Mari-Rose-winced. "I'm sorry, John," she said quietly, and reached across the table to lay one hand on top of his. "I really am. I wanted to tell you-but it wasn't safe."
He raised an eyebrow. "And this is?"
"No," she snapped back. "But you were supposed to forget! If you hadn't gotten so bloody drunk the retcon would have taken, and you'd have woken up remembering a nasty break up. Instead you kicked up a fuss and now-" She took a breath and, with great effort, calmed herself. "Now they've connected you with me."
John's fingers clenched around his mug. "Who is they, M-Rose?" he demanded.
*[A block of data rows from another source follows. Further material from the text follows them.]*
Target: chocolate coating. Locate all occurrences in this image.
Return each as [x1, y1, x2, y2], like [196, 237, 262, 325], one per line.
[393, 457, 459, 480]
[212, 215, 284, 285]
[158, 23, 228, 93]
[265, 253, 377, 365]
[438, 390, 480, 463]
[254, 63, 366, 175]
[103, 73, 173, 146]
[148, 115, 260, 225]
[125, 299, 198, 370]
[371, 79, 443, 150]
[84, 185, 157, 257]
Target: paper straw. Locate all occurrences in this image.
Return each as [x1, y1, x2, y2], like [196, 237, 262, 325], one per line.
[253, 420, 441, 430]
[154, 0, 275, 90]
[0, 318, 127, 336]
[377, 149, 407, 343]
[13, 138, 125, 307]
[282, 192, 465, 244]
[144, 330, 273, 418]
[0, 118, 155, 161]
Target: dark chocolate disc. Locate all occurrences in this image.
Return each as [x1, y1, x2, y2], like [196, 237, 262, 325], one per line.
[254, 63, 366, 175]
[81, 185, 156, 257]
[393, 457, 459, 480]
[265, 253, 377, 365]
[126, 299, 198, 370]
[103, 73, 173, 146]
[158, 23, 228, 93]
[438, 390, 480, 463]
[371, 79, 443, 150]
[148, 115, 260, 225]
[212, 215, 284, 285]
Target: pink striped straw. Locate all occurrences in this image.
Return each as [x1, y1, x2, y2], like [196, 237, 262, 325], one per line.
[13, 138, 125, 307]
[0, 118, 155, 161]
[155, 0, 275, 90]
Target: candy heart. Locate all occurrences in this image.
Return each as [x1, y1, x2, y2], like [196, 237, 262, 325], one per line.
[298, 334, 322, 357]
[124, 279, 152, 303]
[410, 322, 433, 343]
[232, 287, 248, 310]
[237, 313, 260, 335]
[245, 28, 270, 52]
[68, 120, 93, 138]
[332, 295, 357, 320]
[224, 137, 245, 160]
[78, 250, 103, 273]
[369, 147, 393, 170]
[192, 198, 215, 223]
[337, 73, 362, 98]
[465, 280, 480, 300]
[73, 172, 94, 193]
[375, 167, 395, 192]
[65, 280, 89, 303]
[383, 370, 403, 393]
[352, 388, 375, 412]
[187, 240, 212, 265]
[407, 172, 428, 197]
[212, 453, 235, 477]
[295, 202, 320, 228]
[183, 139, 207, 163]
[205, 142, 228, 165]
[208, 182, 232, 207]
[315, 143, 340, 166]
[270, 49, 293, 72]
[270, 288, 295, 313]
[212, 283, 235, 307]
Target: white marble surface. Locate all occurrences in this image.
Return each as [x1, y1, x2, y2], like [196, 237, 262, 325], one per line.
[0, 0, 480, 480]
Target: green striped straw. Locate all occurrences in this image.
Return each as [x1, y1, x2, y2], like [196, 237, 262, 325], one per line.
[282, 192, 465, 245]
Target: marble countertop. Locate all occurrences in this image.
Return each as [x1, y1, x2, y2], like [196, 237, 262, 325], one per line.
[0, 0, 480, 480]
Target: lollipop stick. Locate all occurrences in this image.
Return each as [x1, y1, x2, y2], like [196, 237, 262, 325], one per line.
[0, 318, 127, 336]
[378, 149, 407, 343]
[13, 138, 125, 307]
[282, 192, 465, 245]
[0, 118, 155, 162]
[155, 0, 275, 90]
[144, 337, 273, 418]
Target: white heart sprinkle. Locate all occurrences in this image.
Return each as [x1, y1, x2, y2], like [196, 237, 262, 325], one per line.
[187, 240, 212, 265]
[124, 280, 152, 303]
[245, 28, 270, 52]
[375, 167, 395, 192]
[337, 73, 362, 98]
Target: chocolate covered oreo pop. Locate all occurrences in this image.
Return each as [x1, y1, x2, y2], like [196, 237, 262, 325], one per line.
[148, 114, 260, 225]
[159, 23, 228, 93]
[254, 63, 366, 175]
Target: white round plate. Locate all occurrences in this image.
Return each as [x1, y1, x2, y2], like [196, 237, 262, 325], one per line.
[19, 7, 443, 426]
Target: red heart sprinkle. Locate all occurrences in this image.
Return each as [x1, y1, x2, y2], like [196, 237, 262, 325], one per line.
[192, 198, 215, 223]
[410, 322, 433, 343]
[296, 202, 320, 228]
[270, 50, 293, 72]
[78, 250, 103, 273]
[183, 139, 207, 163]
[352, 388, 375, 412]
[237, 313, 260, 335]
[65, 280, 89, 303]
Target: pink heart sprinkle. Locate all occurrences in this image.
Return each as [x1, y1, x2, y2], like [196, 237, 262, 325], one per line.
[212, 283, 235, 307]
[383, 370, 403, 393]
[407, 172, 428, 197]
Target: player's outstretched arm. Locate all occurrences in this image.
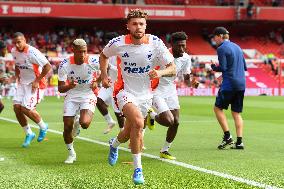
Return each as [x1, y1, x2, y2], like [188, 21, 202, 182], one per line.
[149, 62, 176, 79]
[100, 53, 111, 88]
[58, 80, 77, 93]
[32, 63, 51, 92]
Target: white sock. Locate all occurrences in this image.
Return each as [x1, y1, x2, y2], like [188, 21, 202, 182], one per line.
[37, 119, 46, 129]
[132, 153, 142, 169]
[150, 111, 157, 119]
[22, 125, 33, 135]
[111, 137, 120, 148]
[161, 141, 172, 152]
[104, 113, 114, 123]
[66, 142, 76, 156]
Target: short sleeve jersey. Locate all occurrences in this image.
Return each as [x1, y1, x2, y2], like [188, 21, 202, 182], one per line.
[11, 45, 48, 88]
[154, 53, 191, 97]
[58, 56, 99, 98]
[103, 34, 174, 98]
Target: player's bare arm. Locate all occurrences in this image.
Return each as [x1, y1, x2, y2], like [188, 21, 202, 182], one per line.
[100, 53, 111, 88]
[32, 63, 51, 92]
[149, 62, 176, 79]
[58, 80, 77, 93]
[15, 66, 20, 82]
[183, 74, 199, 88]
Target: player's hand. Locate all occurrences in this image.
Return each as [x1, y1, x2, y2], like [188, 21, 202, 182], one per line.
[148, 69, 161, 79]
[32, 79, 39, 93]
[91, 80, 99, 90]
[68, 79, 78, 89]
[211, 63, 217, 70]
[101, 74, 111, 88]
[190, 78, 199, 89]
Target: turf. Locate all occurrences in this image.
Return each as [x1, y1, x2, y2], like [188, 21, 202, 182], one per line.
[0, 97, 284, 188]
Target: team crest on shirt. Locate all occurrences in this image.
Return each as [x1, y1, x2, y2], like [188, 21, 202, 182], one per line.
[147, 51, 153, 60]
[122, 52, 129, 58]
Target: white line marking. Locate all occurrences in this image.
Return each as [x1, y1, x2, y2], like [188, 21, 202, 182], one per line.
[0, 117, 281, 189]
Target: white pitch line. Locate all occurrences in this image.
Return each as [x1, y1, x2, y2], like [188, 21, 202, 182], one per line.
[0, 117, 281, 189]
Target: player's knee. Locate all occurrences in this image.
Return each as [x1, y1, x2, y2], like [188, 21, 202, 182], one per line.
[63, 127, 73, 135]
[80, 120, 90, 129]
[173, 119, 179, 127]
[0, 103, 4, 113]
[80, 123, 90, 129]
[14, 104, 21, 113]
[132, 116, 144, 130]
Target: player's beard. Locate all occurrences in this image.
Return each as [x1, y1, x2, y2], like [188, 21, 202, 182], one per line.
[131, 31, 145, 39]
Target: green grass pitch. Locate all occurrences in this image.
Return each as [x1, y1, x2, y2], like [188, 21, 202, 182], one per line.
[0, 96, 284, 189]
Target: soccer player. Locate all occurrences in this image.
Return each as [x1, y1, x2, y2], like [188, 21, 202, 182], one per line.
[211, 27, 247, 149]
[12, 32, 51, 147]
[49, 71, 60, 99]
[0, 40, 7, 161]
[97, 32, 124, 134]
[0, 40, 7, 113]
[148, 32, 198, 160]
[58, 39, 99, 164]
[100, 9, 176, 184]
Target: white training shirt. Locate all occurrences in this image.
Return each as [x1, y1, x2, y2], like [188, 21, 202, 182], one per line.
[108, 56, 119, 88]
[103, 34, 174, 98]
[58, 56, 99, 100]
[154, 53, 191, 98]
[11, 45, 48, 88]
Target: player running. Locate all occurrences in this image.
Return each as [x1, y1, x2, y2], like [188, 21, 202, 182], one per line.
[58, 39, 99, 164]
[100, 9, 176, 184]
[147, 32, 198, 160]
[97, 32, 124, 134]
[12, 32, 51, 148]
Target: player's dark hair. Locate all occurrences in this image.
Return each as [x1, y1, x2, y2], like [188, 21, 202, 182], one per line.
[127, 9, 148, 22]
[13, 32, 25, 38]
[171, 32, 188, 43]
[105, 32, 119, 41]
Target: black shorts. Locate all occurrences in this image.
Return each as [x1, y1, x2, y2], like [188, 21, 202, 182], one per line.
[215, 90, 245, 113]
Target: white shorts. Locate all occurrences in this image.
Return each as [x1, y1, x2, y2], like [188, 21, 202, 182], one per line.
[63, 95, 97, 116]
[116, 90, 152, 118]
[13, 84, 45, 110]
[153, 95, 180, 114]
[98, 87, 120, 113]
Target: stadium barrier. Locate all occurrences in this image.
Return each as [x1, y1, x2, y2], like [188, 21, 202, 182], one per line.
[40, 87, 284, 96]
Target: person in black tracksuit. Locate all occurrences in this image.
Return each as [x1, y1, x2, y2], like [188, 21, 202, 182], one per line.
[211, 27, 247, 149]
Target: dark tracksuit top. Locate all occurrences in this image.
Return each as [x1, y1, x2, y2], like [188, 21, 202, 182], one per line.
[213, 40, 247, 91]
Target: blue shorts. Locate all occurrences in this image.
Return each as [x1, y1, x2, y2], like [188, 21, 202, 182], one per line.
[215, 89, 245, 113]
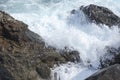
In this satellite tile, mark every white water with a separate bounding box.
[0,0,120,80]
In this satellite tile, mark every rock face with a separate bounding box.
[85,64,120,80]
[0,11,79,80]
[80,4,120,27]
[100,47,120,68]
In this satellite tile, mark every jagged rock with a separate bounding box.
[80,4,120,27]
[100,47,120,68]
[85,64,120,80]
[0,11,80,80]
[60,47,81,62]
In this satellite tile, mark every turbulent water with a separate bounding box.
[0,0,120,80]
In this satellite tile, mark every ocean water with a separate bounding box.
[0,0,120,80]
She shook her head. "I don't know," she told him. "I've never seen them, but they're following me." Her eyes fixed on an invisible spot on the wall. She looked haunted. "Ever since I got back, they've been following me. I can slip past them for a while, but they always find me, eventually. And then-then someone dies." She met his eyes then, fierce and determined. "You're a good man, John, and I'm not going to get you killed. I tried to protect you, but you're so stubborn! You were supposed to forget me, to go back to your life of telly and the clinic and all of that."
"I don't want that!" he yelled, and for the first time in six months he realized the truth. His comfortable, stable life was suffocating him. He longed for the adrenaline, the heart-pounding adventure that living with Sherlock had brought. It had been annoying and tedious and occasionally terrifying-but never boring. He was drowning in the mundane, ordinary life he had built.
"Doesn't matter now," Rose commented. "They've linked the two of us-they'll be coming for you soon. They'll try and use you to get to me."
"What do we do?" John asked.
Rose stood. "We go to Ealing."
He frowned. "Ealing? What's in Ealing?"
Rose grinned at him. "Sarah Jane Smith."